Personal tracking tools—those technologies that meticulously count our daily steps, map our routes, and account for every purchase—fall in and out of favor.
People abandon self-tracking for different reasons: Some don’t like what their Fitbit or financial tracking tools reveal, others find collecting data a hassle, don’t quite know how to use the information, or simply learn what they need to know about their habits and move on.
“We got curious about what it’s like for people after they stop using self-tracking tools,” says Sean Munson, assistant professor of human centered design and engineering at the University of Washington. “Do they feel great, do they feel guilty, do they feel like they’ve gotten everything they need?”
For a paper presented earlier this year, researchers surveyed 193 people who had abandoned personal informatics tracking and found many people experienced no real difference in their lives. But how they felt included guilt over not being able to keep it up to relief from the tyranny of self-tracking.
In a new paper to be presented at the Association for Computing Machinery’s 2016 International Joint Conference on Pervasive and Ubiquitous Computing (UbiComp 2016), the researchers explore how different design approaches may better support people who have lapsed in their Fitbit use.
“People feel more guilt when it comes to abandoning health tracking, as compared to something like location tracking, which is more of a fun thing that people do for a while and move on from,” says lead author Daniel Epstein, a doctoral student in computer science and engineering.
“We definitely don’t think that everyone should be tracking forever, but we wanted to see if there are design opportunities to better support people who have had different experiences using Fitbit.”
The research team surveyed 141 people who had lapsed in using Fitbit, showing them seven different visual representations and ways of framing previously collected data, to see if the data could offer additional support and encouragement to be healthy if portrayed in new and interesting ways.
Half of these Fitbit users described feeling guilty about their lapsed Fitbit use, and nearly all of those said they would like to return to activity tracking. Twenty-one said they got no value out of tracking, found it annoying, or struggled to connect the data to behavior change. Five participants felt they had learned enough about their habits, and 45 reported mixed feelings about abandoning their Fitbit.

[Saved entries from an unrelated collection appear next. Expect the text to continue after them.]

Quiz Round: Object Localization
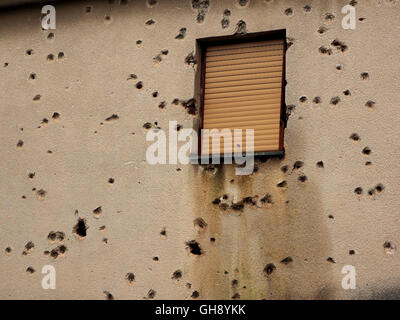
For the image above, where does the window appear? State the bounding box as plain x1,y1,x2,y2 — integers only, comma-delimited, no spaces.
195,30,286,158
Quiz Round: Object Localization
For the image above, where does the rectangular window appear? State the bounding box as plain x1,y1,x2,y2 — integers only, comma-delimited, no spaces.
197,30,286,158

Lapsed users responded differently to seeing their old Fitbit data presented in new ways, depending on their personal tracking history.
Participants who had tracked their fitness levels for less than four months preferred visualizations that showed them which days of the week or time of day they were active, while those with a longer track record preferred visualizations that highlighted the length of their activity record.
Most people preferred social comparisons that made them look better than their peers, such as “you walked more than 70 percent of people,” over those that were framed negatively, such as “30 percent of people walked more than you”—even if the comparisons represented the same information.
The team also found that people who felt guilty about abandoning their Fitbit use were very receptive to recommendations that they return to tracking, while people who felt they had gotten what they had wanted out of self-tracking felt those same suggestions were judgmental and unhelpful.
The responses show that a one-size-fits-all design approach misses opportunities to support different types of users.
“Right now self-tracking apps tend to assume everyone will track forever, and that’s clearly not the case,” says coauthor James Fogarty, associate professor of computer science and engineering. “Given that some people feel relief when they give it up, there may be better ways to help them get better value out of the data after they’re done, or reconnect them to the app for weeklong check-ins or periodic tune-ups that don’t presume they’ll be doing this every day for the rest of their lives.”
The Intel Science and Technology Center for Pervasive Computing, Nokia Research, the Agency for Healthcare Research and Quality, and the National Science Foundation funded the work.